If you’ve played other trick taking games you’ll be able to jump right in to The Dragon Games as the core strategy is: get the most tricks. But, that’s about the only thing The Dragon Games has in common with other trick taking games. The game board features different amounts of the seven colors (suits) and so some suits have a longer path to victory than others. On each of your turns, you’ll get to pick the color/suit you want as the trump. If you take the set number of tricks on your turn (based on the number of players) you’ll move ahead a certain number of spaces of that color. If your opponents managed to get the set number of tricks instead, they move ahead.
The custom dice allow the active player to reinforce the trump suit/color by adding cards of that suit to their hand while discarding an equal number of other cards. I better back up because I can hear some of you saying, “Whoa, what?” The deck that you play with isn’t the same every game. This is also pretty unique for a trick taking game. Instead, you’ll shuffle the seven suits and deal out a specific number of each suit to form the deck. The leftovers go into a special box where they can be easily drawn by the active player after rolling the custom dice. This means the deck composition changes between every game and possibly after each player’s turn. I really like games that are physically different each play through, so this game definitely gets points in that category.
As players move around the board they might land on a special space containing the image of a dragon. When this happens, that player draws a Dragon Card, which are essentially a onetime use special ability. The abilities include things like sending any player back to the last X color, moving any player forward to the next X color, making the next card you play the highest trump card, rolling additional dice, etc.
Game play is fun and turns are fast. There is almost no down time between turns so players are never bored waiting for something to do. Because the composition of the deck changes every game, players are kept on their toes regarding which cards are actively in play. The first time a player throws down a seven (highest normal card value) of the trump suit only to have a different player play a seven of the trump suit a hand later is cause for some loud “Whoa” type noises from around the table. And that is another great thing about this game is that the players really get into it, verbally and physically. This is not the type of game where the players can complete the entire game while sitting in silence (I’m looking at you, Splendor). I mean I suppose they could, but I’ve never seen that happen. In my experience, players talk during games about as much as is typical for a bluffing party game even though there isn’t any real bluffing going on.

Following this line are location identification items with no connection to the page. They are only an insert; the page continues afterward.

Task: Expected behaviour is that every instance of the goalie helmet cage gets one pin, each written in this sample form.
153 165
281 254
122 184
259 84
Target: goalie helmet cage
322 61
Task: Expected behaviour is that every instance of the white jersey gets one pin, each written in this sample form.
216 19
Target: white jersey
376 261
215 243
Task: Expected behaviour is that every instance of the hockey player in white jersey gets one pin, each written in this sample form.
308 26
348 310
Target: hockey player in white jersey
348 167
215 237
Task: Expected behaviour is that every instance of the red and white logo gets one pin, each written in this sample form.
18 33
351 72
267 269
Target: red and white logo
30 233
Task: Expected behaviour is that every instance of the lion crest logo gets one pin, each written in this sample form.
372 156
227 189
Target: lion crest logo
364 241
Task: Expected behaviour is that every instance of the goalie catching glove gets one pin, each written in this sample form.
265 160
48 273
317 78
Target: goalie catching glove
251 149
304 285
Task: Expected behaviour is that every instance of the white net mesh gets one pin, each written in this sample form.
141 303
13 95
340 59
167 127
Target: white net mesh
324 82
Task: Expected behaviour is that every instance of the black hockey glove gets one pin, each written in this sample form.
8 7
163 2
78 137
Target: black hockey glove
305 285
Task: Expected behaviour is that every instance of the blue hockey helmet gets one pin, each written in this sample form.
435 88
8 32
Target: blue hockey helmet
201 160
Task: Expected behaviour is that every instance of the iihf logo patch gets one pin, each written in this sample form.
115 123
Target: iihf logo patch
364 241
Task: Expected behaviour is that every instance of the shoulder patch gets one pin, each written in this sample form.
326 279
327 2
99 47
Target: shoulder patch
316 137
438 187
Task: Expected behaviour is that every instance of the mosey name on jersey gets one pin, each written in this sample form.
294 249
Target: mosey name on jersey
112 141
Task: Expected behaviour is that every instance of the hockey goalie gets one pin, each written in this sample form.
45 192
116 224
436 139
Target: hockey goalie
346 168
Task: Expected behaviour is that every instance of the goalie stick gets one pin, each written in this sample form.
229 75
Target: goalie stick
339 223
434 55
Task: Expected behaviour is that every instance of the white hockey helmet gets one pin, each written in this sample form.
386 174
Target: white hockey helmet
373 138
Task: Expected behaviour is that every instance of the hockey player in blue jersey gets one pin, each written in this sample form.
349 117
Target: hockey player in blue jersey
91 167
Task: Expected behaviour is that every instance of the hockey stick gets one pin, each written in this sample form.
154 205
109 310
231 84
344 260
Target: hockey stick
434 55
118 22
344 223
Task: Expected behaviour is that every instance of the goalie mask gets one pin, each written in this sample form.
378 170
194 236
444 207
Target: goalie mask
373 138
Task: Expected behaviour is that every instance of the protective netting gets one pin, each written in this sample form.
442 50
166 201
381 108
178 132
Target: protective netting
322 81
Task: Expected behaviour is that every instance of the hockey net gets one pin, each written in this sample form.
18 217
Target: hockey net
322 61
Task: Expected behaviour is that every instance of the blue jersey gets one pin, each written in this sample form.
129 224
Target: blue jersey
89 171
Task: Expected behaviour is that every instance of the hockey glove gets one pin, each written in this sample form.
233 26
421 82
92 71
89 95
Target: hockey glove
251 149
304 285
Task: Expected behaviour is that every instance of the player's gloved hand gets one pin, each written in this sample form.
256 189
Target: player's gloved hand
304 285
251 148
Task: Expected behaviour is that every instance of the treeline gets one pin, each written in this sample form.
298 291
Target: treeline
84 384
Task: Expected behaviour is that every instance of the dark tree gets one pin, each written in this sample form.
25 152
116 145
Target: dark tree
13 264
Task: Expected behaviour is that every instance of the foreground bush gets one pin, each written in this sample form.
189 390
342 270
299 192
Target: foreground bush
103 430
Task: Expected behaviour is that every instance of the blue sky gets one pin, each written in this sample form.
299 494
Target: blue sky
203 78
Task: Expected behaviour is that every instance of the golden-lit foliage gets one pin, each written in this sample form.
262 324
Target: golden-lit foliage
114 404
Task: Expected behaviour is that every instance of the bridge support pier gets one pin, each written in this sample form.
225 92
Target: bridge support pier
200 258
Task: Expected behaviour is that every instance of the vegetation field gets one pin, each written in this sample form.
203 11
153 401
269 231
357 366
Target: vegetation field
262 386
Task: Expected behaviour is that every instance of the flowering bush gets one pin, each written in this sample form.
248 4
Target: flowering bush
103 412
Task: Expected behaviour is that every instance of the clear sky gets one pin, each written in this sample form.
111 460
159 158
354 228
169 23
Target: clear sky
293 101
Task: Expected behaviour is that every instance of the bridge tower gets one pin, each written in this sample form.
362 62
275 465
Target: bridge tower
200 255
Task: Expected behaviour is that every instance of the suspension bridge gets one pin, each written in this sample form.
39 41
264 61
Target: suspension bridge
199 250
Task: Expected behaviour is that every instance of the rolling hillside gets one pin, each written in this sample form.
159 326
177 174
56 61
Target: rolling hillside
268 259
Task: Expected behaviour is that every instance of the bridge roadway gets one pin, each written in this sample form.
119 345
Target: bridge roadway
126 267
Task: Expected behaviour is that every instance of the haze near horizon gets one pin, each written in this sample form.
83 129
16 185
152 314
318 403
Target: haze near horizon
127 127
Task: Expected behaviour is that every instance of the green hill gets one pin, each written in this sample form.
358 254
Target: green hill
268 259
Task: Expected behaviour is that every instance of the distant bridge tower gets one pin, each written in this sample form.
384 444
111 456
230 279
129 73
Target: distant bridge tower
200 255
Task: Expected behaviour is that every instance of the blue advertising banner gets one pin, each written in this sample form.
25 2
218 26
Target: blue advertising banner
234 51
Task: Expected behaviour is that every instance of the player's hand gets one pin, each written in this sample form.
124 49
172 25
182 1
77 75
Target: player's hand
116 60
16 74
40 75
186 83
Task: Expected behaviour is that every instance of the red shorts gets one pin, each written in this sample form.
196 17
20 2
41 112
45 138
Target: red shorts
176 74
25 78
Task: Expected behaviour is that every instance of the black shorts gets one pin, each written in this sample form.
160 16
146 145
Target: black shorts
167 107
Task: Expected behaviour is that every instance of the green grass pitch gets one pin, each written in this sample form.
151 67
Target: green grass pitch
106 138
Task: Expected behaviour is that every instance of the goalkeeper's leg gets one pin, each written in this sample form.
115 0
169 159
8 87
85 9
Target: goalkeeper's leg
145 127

For me, this game hits a lot of high points. It is fun enough to keep players engaged during the entire game but easy enough to learn that it is a great choice for casual gamers, like in-laws. Since it is built on a trick taking engine, the core mechanics are solid. Supporting up to seven players is a nice bonus since I’m constantly looking for games that support 6+ players.
Since recording the podcast with Rob and Rebecca Smith, the creators of The Dragon Games, I’ve played the game an additional two times, introducing five new people to the game. That means I’ve played this game with just over a dozen different people and only one person didn’t care for the game (which he lost so that may slant his opinion). In fact, most people wanted to immediately play the game a second time after the first game was finished. A few people even made a request for me to bring the game back to the next gaming night so they’d have another chance to play. The short version of the story is that this game is fun. Almost everyone enjoys it. This is especially true of players that like trick taking games, as this game is a unique and exciting twist to the traditional trick taking card game.
Overall, if you like trick taking card games I can’t recommend The Dragon Games enough. I had fun each time I played The Dragon Games and I keep introducing it to people. It is a great game for non-gamers since they might be familiar with the trick taking aspect of the game, but even if they aren’t, the game is still easy to pick up and just start playing.
Go back the Kickstarter campaign already!
(Note: All images are of a prototype and final game components, design, art, etc are subject to change
Also Note: I didn’t rate the rule book, storage option, and other such items since this is a prototype copy and those items are subject to change.)